自分で買わなくてもいつの間にか食べてるんでしょうけどね
by chima (2012-11-05 08:11) 

サンダーソニア

白い結晶の味の素は使っていませんが
他のうまみ調味料は使っています。
厳密にどう違うのかは分かりません。
カップヌードルごはんを食べましたが
うまみが強すぎました。

by サンダーソニア (2012-11-05 08:19) 

オカジュン765

こんにちは。

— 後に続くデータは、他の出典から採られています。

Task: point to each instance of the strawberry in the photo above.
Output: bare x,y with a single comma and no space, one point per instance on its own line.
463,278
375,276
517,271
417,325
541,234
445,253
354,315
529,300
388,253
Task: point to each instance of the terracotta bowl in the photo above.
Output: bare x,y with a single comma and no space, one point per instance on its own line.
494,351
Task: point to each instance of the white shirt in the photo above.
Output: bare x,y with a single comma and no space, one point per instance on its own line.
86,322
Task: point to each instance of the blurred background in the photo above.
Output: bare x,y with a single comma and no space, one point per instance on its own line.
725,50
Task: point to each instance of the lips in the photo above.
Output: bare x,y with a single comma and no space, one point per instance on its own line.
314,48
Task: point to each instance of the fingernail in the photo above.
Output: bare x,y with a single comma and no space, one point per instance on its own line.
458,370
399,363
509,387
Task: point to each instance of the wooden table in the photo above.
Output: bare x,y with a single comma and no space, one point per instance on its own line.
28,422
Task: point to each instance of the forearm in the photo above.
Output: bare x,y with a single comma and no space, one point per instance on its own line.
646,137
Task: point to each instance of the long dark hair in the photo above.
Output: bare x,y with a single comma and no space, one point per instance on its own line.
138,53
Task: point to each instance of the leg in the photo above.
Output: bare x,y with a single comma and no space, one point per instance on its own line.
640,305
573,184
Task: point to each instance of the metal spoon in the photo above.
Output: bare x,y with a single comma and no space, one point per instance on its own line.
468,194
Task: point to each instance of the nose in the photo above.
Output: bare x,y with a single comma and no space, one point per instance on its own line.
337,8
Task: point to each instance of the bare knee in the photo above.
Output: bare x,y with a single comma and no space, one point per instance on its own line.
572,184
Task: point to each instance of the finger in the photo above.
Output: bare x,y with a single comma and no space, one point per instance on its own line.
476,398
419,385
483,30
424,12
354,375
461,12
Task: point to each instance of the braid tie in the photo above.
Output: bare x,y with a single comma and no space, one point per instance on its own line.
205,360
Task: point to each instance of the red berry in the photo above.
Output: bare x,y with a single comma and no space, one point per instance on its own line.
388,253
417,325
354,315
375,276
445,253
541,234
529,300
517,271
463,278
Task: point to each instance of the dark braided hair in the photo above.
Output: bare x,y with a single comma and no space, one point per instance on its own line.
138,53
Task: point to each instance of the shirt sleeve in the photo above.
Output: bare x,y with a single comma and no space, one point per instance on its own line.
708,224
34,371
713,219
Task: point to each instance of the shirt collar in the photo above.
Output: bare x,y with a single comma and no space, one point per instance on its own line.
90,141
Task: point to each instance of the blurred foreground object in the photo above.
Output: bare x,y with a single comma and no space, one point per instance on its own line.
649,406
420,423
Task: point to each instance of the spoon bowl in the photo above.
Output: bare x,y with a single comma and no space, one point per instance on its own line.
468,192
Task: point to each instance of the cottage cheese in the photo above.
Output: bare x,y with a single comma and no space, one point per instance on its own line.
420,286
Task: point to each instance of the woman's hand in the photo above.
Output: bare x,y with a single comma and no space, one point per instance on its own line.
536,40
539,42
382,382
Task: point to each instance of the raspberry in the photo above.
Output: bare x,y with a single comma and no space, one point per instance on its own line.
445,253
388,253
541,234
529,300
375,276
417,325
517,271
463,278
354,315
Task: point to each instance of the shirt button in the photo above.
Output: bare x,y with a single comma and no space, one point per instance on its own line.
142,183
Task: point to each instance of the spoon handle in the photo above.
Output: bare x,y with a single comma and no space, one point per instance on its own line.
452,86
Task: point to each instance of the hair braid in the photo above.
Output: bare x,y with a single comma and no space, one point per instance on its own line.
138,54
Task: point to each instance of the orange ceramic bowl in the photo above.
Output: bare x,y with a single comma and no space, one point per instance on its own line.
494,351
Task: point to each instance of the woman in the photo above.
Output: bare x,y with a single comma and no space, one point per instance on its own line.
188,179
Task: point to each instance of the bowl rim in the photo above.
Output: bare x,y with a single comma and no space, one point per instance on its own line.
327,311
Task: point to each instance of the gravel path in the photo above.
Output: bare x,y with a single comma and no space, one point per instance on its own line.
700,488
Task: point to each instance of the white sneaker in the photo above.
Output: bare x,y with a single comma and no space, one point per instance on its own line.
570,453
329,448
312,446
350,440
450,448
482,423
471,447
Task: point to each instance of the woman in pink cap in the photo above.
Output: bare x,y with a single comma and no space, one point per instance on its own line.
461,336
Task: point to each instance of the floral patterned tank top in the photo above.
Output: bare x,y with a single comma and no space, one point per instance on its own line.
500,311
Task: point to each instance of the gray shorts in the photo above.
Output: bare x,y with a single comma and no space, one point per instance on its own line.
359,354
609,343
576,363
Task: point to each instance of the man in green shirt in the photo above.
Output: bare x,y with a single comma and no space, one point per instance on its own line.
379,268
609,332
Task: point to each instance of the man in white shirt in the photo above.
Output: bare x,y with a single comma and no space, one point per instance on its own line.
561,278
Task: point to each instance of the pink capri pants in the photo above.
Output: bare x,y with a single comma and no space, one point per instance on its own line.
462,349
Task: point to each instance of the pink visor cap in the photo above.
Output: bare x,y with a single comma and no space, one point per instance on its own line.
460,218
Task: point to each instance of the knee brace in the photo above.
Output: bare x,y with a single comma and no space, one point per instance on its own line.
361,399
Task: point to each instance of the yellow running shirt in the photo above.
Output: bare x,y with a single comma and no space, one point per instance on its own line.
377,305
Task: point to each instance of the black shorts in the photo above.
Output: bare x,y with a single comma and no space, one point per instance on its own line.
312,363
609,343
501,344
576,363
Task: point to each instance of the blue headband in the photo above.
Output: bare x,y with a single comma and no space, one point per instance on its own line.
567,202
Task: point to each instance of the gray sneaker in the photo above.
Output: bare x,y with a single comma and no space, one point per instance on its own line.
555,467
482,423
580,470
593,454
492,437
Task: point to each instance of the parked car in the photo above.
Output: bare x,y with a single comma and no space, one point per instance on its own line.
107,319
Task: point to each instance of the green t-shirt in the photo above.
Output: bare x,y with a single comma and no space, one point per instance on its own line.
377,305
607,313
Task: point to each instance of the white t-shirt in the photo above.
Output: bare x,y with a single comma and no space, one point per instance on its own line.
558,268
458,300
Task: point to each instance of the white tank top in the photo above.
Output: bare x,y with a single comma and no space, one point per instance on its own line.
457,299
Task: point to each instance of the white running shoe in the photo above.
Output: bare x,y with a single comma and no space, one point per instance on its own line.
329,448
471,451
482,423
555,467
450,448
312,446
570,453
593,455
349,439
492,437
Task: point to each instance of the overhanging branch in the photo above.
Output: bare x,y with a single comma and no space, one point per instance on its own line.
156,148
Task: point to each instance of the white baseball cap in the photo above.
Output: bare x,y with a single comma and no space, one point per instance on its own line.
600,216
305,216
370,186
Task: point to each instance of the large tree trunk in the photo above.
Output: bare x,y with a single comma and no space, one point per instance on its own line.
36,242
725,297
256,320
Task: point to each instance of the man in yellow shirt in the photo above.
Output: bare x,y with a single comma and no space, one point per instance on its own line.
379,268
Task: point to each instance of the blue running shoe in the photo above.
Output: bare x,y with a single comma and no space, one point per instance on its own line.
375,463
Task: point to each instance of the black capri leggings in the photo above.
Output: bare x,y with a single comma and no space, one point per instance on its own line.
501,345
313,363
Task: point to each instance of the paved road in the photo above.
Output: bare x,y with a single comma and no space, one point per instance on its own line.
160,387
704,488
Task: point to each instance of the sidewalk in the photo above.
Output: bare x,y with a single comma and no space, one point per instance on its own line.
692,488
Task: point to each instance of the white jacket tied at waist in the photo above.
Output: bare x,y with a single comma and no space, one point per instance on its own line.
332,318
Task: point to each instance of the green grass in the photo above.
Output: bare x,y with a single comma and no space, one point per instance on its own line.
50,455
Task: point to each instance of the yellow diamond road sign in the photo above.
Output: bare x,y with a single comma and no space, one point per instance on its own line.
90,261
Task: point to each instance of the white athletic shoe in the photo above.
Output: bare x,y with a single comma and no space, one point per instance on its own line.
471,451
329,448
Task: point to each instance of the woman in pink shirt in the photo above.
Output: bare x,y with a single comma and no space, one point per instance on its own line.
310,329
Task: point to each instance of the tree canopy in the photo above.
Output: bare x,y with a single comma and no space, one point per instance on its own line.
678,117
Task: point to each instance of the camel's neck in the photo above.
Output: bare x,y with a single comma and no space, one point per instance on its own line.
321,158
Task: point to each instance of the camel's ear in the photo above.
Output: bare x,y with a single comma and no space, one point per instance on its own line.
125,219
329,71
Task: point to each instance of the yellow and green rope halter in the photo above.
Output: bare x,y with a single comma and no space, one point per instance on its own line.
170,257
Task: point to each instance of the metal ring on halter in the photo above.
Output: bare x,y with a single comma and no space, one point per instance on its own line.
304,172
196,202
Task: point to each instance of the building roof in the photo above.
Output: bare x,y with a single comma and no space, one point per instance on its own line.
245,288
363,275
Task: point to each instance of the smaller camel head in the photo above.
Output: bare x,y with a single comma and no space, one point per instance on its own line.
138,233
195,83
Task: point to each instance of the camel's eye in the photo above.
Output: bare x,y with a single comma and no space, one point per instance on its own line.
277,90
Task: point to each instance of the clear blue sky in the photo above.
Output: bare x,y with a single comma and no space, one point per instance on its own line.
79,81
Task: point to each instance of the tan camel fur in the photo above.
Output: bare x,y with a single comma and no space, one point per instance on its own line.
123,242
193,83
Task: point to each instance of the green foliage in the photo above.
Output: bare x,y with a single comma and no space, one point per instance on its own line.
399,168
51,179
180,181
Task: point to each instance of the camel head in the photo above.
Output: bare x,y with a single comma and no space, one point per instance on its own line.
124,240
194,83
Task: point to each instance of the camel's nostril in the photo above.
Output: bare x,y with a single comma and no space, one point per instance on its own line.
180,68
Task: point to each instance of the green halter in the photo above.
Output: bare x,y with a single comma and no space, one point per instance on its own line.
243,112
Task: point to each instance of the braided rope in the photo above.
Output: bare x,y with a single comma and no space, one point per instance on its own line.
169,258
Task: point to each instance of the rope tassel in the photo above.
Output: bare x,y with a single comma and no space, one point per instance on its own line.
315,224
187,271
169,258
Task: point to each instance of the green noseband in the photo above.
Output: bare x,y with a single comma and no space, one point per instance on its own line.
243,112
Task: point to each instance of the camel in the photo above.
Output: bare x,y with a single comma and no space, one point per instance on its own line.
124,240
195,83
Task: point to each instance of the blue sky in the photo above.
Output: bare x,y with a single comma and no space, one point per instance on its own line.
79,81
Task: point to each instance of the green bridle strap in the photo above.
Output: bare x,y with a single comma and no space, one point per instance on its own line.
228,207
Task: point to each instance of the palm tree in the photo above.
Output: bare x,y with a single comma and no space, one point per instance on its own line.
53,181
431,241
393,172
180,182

まいど訪問おおきにです。
和食は昆布でグルタミン酸、かつお節でイノシン酸が摂れるので旨み調味料なんか不要なんですけどね。
by オカジュン765 (2012-11-05 09:08) 

さうざんバー

私の実家の母は”なんにでも味の素症候群”です(^^;)ゞ料理にはなんにでも降ってました(^^;)でも、元気です(^^)良かった(^^)v
by さうざんバー (2012-11-05 12:32) 

昆野誠吾

こんにちは^^
カップヌードル、勉強になりました。
バランスをとった食事が大事ですね。
これからも安心して食べられます(笑
でも仰る通り、スープは控えたほうが良いですよね
塩分や脂質、相当含まれていますもの(^^;

by 昆野誠吾 (2012-11-05 15:36) 

リキマルコ

昔、苦学生だった頃(古くさ~^^;)日清やきそばを毎日食べていたら手が真っ黄色になって、肝臓を傷めたことあります。
改良されたとは言え、たまに食べる程度にして普段はできるだけインスタントに頼らないほうがいいですね!お昼などはつい食べてしまいますが・・・。
by リキマルコ (2012-11-05 16:49) 

カリメロ

私は殆ど食べません。
主人は自営業の忙しい家庭で育ち、カップ麺育ち^^;
ほっとくとかごいっぱいに、入れて来ちゃうんですよ!
息子には、なるべく食べさせずに、あくまでも困った時、急ぎの時の補助食と教えて来ましたが・・・
今が中三ですから、その感覚が身についてくれるか、これからが勝負ですね(爆)
by カリメロ (2012-11-05 17:32) 

uryyyyyy

いっぷく さん、こんばんは。

日清のカップヌードルは結構好きです。
食べる頻度はそれほど高くありません。
なのでたまに食べると美味しく感じます。
by uryyyyyy (2012-11-05 20:29) 

ねじまき鳥

名古屋城本丸御殿
間・松井・八神特別共同企業体です。